Un silence religieux

 En regard d’un manque qui engendre le pire, quelle dynamique d’espérance ?

 «  Un silence religieux. La gauche face au djihadisme », c’est le titre d’un livre de Jean Birnbaum qui vient de paraître au Seuil » (1).

Pour qui cherche à comprendre, dans le contexte de notre histoire politique, les réactions aux évènements récents, ces drames causés par le djihadisme, ce livre apporte un éclairage original, à partir d’une analyse du rapport entre la gauche française et le fait religieux au cours des dernières décennies. Jean Birnbaum met en évidence une forte propension au silence sur la dimension religieuse de la menace djihadiste. Certes, il était et il est légitime de prévenir un amalgame entre islam et terrorisme. Mais, « par delà ces motivations politiques, ce silence fait symptôme d’un aveuglement plus profond qui concerne le rapport que beaucoup d’entre nous entretenons avec la religion. Ce qui est en jeu, c’est la réticence… à envisager la croyance religieuse comme causalité spécifique, et d’abord comme puissance politique » (p 23).
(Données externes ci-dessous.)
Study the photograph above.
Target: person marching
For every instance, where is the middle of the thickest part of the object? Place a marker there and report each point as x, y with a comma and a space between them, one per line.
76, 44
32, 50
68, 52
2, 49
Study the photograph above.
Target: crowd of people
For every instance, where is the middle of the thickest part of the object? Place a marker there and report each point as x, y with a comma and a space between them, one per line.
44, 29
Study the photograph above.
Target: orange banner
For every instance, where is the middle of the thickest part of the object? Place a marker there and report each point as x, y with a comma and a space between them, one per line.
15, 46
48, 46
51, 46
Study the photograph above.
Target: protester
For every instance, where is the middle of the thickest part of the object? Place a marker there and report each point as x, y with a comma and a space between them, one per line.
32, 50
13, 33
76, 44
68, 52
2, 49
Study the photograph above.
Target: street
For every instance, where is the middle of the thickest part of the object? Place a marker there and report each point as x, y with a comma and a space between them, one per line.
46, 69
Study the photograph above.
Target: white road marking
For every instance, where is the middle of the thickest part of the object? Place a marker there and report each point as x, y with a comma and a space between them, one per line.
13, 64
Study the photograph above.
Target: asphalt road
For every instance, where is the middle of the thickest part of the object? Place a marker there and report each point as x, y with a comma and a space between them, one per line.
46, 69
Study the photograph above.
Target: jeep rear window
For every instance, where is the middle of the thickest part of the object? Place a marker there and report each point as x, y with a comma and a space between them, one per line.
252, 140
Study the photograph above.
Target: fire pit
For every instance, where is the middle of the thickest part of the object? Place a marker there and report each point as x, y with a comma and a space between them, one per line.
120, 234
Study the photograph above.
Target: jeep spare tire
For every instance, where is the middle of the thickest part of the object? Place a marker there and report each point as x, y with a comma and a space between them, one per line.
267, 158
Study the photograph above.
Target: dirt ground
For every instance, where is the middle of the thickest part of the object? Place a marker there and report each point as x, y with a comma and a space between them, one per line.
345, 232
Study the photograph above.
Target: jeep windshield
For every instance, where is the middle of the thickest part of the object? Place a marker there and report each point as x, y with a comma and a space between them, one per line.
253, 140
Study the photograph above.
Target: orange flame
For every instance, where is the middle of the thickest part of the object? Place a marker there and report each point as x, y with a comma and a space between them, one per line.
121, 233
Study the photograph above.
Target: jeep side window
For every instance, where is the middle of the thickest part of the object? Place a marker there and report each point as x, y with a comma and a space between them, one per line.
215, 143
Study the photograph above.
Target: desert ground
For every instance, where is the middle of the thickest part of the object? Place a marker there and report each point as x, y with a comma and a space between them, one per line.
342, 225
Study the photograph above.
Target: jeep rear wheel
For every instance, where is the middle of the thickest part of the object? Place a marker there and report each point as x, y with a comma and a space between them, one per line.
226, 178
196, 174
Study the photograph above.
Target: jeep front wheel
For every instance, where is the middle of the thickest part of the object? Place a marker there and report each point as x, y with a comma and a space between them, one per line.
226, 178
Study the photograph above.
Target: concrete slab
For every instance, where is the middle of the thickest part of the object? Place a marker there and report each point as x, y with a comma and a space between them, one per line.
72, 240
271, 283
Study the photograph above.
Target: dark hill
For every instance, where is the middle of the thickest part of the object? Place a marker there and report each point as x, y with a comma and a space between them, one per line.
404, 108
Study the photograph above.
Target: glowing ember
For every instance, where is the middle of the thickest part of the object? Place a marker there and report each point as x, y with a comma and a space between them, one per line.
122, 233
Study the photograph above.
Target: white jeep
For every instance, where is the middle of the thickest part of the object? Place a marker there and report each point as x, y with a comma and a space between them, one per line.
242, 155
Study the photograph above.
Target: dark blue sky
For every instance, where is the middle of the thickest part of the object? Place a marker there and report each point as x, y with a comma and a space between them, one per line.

A partir de sa trajectoire idéologique et d’un héritage historique, la majorité de la gauche française « a le plus souvent refusé de prendre le fait spirituel au sérieux » (p 37). A partir de plusieurs exemples comme l’anticolonialisme en Algérie ou l’attitude vis-à-vis de la révolution iranienne, l’auteur montre comment la sous-estimation du facteur religieux a engendré des erreurs d’interprétation. « Incapables de prendre la religion au sérieux, comment la gauche comprendrait-elle ce qui se passe actuellement, non seulement le regain de la quête spirituelle, mais surtout le retour de flamme d’un fanatisme qui en est la perversion violente » (p 39).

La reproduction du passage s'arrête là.